3.5_杜山の今後と詩織の現在
――そろそろ潮時、かな。
事後の気怠い余韻のまま、脱いだシャツを引っ掛け、女を背にしてベッドサイドに置いたペットボトルの水を一口飲む。
普段から水分調整するせいで、オフの日でもちびちび飲むのがすっかり習慣になってしまった。
こういう時は今でも水よりタバコな気分だけど、もう吸えない。
匂いがついたまま彼らの側に立つことは決して許されないから。
入社後、完全にタバコはやめたし、匂いがつくと仕事に支障が出るので、そんな場所も女も避けるようになった。
「ねぇ朝陽。やっぱり私達付き合わない? あなたみたいな人、好きよ、私」
いつの間に起きたのか、女も同じように気怠い雰囲気にシーツをかき寄せて、僕に媚びるような視線を向ける。
困るんだよね。たった二回寝ただけで、僕の彼女ヅラって。
仕事と私、どっちが大事とか聞いてくる女なんて、今の僕には邪魔くさいだけ。
身体を貸してくれる女ならいくらでもいる。
やっぱり次、探そっと。
「悪い。僕、そういうの嫌いなんだ。付き合いたければ別な奴探して。じゃあね」
引っかけていたシャツのボタンを止め終えて立ち上がり、部屋を出た。
朝7時のロビーは静かなもので、客はあまりいなかった。
フロントで部屋代を清算してホテルを出ると、歩道は朝の通勤客で込み合い始めていた。
いったん部屋に帰って少し寝ようかな、と駐車場から出してもらった車に乗り込むと、スマホがメッセージを着信で震えた。

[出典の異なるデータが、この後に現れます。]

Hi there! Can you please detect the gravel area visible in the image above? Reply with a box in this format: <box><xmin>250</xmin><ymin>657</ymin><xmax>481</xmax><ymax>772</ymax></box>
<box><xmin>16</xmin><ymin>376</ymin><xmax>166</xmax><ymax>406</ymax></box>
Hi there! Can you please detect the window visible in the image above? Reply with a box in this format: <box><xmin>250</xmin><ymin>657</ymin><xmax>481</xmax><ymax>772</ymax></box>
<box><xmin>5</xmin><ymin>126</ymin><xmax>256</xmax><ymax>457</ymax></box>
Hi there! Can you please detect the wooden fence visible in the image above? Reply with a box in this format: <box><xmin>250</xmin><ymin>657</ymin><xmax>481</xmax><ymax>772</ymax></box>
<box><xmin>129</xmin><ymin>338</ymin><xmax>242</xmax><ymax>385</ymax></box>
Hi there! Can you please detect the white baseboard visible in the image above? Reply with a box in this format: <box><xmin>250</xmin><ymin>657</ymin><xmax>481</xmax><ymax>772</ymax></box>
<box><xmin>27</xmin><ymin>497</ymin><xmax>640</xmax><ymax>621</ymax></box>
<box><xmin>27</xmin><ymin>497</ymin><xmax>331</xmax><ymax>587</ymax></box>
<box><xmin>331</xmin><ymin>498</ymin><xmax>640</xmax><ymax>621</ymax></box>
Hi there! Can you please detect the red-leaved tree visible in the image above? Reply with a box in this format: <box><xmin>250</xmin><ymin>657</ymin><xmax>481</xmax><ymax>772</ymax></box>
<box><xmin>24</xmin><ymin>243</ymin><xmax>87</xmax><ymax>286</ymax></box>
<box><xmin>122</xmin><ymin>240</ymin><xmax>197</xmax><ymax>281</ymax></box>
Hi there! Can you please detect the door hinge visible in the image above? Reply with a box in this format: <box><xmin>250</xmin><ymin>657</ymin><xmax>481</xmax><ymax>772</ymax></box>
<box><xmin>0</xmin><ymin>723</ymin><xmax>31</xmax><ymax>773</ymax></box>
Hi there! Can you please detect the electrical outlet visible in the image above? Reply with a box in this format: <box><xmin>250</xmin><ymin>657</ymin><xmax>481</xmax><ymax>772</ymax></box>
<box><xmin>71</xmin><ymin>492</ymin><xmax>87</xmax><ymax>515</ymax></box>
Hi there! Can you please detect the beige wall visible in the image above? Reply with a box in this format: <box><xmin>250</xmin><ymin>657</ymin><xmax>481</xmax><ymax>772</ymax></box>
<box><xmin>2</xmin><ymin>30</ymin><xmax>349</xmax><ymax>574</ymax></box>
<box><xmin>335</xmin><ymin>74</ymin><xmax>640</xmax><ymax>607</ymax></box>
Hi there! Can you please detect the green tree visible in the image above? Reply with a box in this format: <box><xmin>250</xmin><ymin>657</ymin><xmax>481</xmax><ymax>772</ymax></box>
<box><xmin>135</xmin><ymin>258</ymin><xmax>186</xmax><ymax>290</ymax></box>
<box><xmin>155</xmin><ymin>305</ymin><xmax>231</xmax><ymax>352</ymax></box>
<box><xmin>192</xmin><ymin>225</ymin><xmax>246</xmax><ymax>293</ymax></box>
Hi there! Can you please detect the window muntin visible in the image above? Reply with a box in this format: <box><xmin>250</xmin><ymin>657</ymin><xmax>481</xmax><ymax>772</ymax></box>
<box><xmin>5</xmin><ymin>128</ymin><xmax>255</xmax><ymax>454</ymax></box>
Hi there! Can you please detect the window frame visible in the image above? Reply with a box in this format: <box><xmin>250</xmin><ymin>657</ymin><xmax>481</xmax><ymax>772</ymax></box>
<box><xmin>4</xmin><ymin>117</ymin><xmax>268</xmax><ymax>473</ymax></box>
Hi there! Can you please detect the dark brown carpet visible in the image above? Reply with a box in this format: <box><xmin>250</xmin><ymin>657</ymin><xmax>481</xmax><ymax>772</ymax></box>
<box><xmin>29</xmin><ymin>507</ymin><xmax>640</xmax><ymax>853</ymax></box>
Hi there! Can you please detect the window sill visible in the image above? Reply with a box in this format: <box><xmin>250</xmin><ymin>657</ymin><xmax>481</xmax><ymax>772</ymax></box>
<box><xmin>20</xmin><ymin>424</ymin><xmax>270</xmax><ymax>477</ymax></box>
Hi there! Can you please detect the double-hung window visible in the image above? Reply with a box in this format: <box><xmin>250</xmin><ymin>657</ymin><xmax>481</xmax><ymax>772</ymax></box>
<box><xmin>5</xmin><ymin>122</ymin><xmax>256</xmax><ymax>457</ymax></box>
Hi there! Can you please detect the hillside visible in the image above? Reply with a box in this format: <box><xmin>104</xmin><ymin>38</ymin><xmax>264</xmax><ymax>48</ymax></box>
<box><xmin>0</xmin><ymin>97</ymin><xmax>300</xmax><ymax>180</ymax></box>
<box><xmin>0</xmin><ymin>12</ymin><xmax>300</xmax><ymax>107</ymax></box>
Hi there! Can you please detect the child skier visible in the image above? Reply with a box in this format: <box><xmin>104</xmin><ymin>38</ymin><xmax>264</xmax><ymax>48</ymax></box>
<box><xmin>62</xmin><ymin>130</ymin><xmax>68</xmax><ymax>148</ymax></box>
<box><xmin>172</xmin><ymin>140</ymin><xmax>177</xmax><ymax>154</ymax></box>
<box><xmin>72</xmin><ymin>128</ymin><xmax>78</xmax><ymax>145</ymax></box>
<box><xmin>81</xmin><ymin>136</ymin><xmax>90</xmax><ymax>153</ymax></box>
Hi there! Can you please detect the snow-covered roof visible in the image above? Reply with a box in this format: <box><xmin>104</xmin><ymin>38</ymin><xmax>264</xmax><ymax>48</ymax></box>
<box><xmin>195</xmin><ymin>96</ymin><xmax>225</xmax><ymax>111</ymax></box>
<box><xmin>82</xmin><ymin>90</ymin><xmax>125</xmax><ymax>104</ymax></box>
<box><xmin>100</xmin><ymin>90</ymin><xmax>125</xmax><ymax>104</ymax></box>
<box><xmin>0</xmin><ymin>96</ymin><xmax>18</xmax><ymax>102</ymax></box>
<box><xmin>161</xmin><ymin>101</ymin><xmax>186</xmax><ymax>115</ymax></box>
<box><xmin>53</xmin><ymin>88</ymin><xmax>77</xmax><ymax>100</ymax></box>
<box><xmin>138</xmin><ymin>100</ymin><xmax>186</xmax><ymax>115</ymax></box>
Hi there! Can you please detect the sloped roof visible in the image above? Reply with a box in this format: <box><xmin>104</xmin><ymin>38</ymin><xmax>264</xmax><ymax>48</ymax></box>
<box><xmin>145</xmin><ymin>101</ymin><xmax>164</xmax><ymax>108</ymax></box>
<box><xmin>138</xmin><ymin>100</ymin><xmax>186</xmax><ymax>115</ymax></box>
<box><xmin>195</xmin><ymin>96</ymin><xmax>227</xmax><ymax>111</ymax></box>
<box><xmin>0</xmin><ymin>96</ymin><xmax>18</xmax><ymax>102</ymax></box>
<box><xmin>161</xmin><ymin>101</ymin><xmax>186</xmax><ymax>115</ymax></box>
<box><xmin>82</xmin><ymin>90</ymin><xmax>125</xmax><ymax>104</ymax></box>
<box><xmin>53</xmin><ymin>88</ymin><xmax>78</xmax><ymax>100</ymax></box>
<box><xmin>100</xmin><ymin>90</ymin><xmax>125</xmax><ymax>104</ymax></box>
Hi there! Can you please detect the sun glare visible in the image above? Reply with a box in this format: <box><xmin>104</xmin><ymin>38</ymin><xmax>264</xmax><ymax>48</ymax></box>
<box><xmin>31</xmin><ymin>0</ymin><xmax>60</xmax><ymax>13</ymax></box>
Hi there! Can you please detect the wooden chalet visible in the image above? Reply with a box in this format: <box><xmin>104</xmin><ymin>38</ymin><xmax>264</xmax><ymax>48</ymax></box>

スマホを取り出して確認すると、メッセージの相手は一ノ瀬さんだった。
『なぁ杜山。今日一緒に晩メシどうや?』
一ノ瀬さん、そういえば今日の夕方から休暇だったな。
僕は少し考えて返信を入れる。
『いいですよ。いつものファミレスにいますので』
『ほなら、終わったら行くわ。じゃまた』
あと28時間とちょっとの休暇。ゆっくり楽しみますか。
僕はメッセージアプリを閉じ、今度こそハンドルを握って神戸市内にある会社借り上げのマンションへ向かった。
※ ※ ※
マンションに戻ってシャワーを浴び、色々な用事を済ませてひと眠りすると、日はだいぶ傾いていました。
結構寝ちゃってたなと思いつつ手早く着替えて、車の鍵を取り、いつものファミレスへ行きました。
「杜山、ここやで!!」
一ノ瀬さんがメニュー片手にボックス席から手を振っている。
僕は一ノ瀬さんの座ってる席の向かいへ座った。
「すみません。待たせてしまいましたか?」
「かまへん。そんなに待っとらんから気にすんなし!」
いかにも護衛っぽい、屈強そうな体躯とは正反対の人懐っこい笑顔でニカッと笑って言いました。

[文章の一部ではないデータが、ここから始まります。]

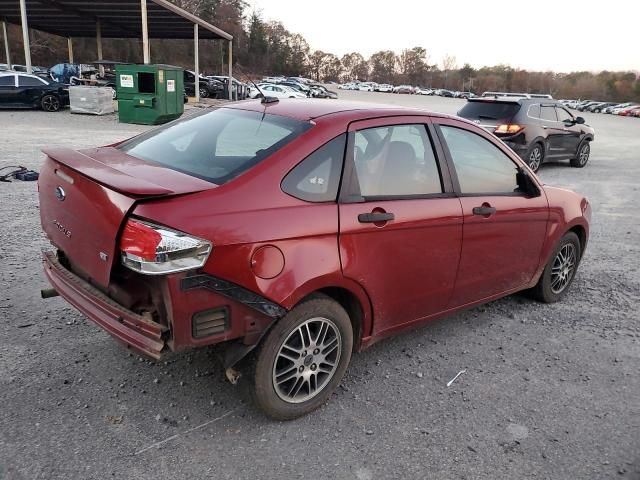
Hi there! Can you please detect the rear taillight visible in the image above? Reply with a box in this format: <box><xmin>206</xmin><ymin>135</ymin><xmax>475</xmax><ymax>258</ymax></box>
<box><xmin>120</xmin><ymin>219</ymin><xmax>211</xmax><ymax>275</ymax></box>
<box><xmin>493</xmin><ymin>123</ymin><xmax>524</xmax><ymax>135</ymax></box>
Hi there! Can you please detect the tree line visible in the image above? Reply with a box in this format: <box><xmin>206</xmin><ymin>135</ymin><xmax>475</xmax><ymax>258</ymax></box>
<box><xmin>2</xmin><ymin>0</ymin><xmax>640</xmax><ymax>102</ymax></box>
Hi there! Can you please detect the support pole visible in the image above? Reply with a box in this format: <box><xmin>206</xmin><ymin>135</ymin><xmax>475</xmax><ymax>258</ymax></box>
<box><xmin>229</xmin><ymin>40</ymin><xmax>233</xmax><ymax>100</ymax></box>
<box><xmin>96</xmin><ymin>18</ymin><xmax>104</xmax><ymax>78</ymax></box>
<box><xmin>193</xmin><ymin>23</ymin><xmax>200</xmax><ymax>103</ymax></box>
<box><xmin>140</xmin><ymin>0</ymin><xmax>150</xmax><ymax>65</ymax></box>
<box><xmin>67</xmin><ymin>37</ymin><xmax>73</xmax><ymax>63</ymax></box>
<box><xmin>20</xmin><ymin>0</ymin><xmax>33</xmax><ymax>73</ymax></box>
<box><xmin>2</xmin><ymin>20</ymin><xmax>11</xmax><ymax>68</ymax></box>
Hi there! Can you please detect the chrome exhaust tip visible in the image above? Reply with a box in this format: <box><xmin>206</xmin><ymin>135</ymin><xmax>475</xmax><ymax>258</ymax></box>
<box><xmin>40</xmin><ymin>288</ymin><xmax>60</xmax><ymax>298</ymax></box>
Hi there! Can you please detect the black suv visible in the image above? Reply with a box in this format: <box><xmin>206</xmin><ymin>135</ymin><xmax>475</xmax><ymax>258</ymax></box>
<box><xmin>458</xmin><ymin>97</ymin><xmax>595</xmax><ymax>172</ymax></box>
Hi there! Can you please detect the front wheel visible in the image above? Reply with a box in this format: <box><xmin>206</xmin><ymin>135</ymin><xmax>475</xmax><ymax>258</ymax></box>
<box><xmin>571</xmin><ymin>142</ymin><xmax>591</xmax><ymax>168</ymax></box>
<box><xmin>254</xmin><ymin>296</ymin><xmax>353</xmax><ymax>420</ymax></box>
<box><xmin>531</xmin><ymin>232</ymin><xmax>582</xmax><ymax>303</ymax></box>
<box><xmin>40</xmin><ymin>95</ymin><xmax>62</xmax><ymax>112</ymax></box>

一ノ瀬さんは関西出身とかで、僕らと話す時は大抵関西弁で話すのでギャップが楽しい人です。
不思議な事に依頼人と話す時は、すごく綺麗な標準語や英語を話すのだけれど。
夢はお笑いの舞台らしく、養成所へ通っているとか、お笑い番組のオーディションを受けてるらしいと社内で噂があるけど、実際はごくごくたまに路上でネタをやり、今のところはそれで満足しているそうだ。

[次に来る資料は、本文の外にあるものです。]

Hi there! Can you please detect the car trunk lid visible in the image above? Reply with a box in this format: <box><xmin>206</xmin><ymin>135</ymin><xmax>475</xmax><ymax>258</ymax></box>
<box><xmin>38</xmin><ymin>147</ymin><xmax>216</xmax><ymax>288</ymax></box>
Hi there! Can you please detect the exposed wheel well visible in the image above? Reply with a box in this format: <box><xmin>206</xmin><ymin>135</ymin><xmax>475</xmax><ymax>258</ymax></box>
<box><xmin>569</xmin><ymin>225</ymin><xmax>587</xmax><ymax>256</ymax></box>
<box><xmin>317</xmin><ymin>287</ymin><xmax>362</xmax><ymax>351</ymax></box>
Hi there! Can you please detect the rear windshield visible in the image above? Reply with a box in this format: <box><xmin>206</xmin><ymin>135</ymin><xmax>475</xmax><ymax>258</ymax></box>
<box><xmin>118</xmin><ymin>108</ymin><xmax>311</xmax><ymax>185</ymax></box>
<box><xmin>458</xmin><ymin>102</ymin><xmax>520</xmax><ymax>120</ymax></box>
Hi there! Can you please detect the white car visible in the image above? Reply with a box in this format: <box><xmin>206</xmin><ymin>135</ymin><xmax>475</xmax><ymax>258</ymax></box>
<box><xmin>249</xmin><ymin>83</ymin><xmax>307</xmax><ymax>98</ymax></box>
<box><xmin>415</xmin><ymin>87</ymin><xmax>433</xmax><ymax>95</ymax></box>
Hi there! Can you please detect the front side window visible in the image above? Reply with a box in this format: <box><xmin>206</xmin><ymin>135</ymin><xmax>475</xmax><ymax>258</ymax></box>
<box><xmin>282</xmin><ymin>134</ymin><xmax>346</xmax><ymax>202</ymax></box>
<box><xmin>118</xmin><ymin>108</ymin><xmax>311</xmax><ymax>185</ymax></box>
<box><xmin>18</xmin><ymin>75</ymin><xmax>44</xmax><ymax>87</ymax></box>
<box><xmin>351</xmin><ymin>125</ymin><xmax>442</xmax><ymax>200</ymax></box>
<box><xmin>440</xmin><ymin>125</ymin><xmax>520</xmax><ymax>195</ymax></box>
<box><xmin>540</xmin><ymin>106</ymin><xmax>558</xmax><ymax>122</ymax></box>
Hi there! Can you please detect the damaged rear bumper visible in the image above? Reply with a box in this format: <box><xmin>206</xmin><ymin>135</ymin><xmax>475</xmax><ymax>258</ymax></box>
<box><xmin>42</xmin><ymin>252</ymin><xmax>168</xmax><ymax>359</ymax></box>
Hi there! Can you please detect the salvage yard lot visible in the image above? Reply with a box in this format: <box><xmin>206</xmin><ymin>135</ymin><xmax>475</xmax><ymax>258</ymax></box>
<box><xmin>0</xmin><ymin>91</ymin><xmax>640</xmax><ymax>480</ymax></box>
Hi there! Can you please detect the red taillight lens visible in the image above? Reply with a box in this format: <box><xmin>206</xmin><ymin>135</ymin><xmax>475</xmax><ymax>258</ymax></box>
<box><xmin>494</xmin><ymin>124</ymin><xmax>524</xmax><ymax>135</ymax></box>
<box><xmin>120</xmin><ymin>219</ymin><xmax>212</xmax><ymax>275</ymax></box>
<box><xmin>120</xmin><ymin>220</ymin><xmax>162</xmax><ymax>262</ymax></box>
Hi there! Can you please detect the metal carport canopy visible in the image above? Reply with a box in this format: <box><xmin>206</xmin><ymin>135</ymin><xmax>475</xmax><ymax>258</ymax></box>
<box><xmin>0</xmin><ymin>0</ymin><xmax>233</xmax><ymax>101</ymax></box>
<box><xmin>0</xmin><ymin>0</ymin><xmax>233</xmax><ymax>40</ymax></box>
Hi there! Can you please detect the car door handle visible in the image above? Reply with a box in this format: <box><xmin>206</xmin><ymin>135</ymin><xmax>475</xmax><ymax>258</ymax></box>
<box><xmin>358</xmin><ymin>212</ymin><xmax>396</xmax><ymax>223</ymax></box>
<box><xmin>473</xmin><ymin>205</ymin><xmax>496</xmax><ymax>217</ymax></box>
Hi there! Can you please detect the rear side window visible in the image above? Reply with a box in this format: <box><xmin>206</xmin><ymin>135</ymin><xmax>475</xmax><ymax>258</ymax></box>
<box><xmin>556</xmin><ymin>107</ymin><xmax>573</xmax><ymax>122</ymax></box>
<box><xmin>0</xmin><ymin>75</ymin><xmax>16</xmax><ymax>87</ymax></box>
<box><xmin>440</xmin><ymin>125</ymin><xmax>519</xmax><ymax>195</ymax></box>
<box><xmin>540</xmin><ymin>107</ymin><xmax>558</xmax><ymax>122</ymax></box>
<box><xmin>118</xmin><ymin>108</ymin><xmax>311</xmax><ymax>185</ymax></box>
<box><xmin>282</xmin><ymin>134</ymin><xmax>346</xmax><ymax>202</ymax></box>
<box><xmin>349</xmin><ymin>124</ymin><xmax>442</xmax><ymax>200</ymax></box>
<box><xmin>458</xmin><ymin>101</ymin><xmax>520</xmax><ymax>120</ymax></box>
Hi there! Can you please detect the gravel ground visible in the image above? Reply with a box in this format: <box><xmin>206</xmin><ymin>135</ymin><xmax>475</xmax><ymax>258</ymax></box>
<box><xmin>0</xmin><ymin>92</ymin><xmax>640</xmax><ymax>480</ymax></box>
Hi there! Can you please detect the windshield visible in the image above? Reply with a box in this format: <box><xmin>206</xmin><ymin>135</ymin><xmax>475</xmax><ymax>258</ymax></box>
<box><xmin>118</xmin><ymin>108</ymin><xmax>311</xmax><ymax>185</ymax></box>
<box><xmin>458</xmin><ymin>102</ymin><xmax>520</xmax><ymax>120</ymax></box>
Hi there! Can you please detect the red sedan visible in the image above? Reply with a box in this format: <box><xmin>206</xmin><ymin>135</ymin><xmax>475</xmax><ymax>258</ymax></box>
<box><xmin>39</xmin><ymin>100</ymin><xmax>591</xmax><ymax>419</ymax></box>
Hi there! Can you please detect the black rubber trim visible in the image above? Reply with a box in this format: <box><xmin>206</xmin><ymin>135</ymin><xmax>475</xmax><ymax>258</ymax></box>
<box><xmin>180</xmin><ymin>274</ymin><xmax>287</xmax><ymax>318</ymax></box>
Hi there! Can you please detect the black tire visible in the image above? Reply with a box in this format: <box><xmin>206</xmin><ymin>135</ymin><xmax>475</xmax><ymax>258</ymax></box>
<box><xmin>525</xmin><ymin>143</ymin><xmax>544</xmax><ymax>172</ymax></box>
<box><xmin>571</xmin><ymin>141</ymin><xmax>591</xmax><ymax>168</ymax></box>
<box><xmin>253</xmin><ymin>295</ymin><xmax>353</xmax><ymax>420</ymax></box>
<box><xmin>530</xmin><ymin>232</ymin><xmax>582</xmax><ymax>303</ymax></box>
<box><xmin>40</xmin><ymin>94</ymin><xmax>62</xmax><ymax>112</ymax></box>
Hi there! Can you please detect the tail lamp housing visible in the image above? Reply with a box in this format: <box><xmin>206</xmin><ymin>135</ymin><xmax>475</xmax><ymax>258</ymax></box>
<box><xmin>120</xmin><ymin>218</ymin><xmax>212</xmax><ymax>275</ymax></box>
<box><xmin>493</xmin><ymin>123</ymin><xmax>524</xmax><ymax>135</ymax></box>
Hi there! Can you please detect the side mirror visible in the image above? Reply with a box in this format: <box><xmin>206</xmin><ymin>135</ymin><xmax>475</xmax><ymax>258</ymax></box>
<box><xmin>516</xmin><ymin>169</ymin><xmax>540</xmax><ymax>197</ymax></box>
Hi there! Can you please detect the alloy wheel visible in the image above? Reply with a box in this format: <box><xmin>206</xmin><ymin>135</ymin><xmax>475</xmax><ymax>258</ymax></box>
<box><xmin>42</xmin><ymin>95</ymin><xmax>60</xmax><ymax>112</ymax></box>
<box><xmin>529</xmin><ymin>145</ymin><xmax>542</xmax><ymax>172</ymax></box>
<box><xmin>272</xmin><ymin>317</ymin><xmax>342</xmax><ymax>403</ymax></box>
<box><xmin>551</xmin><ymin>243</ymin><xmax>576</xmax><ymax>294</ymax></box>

見た目どおり一ノ瀬さんも自衛隊出身で、辞めた時期も世代も違うけど、一緒の陸自同士。話も合い、よく相談に乗ってもらったりもしていました。
二人で飲みもしないドリンクバーだけを席料代わりに頼み、一ノ瀬さんは置かれたお冷を舐めるようにほんの少しだけ飲んで、話し始めました。
「あんなぁ。実は藍野に頼まれとってな。杜山のペナルティー期間終了後の希望聞いとけって。どや? このまま2課に残るんか? やっぱり1課か3課に異動するんか?」
一ノ瀬さんは僕の今後の事を聞いてきた。
僕は少し考えて、こう答えた。
「僕は1課に行きたいのですが、今のまま1課に行っても案件取れないと思うんです。だから強襲ライセンス取って単価上げてからにしようと考えてるんですが、その間、2課所属って可能ですか?」
僕がやりたいのは危険度や難易度の高いレベルの案件、できれば強襲もやりたいと希望はしていた。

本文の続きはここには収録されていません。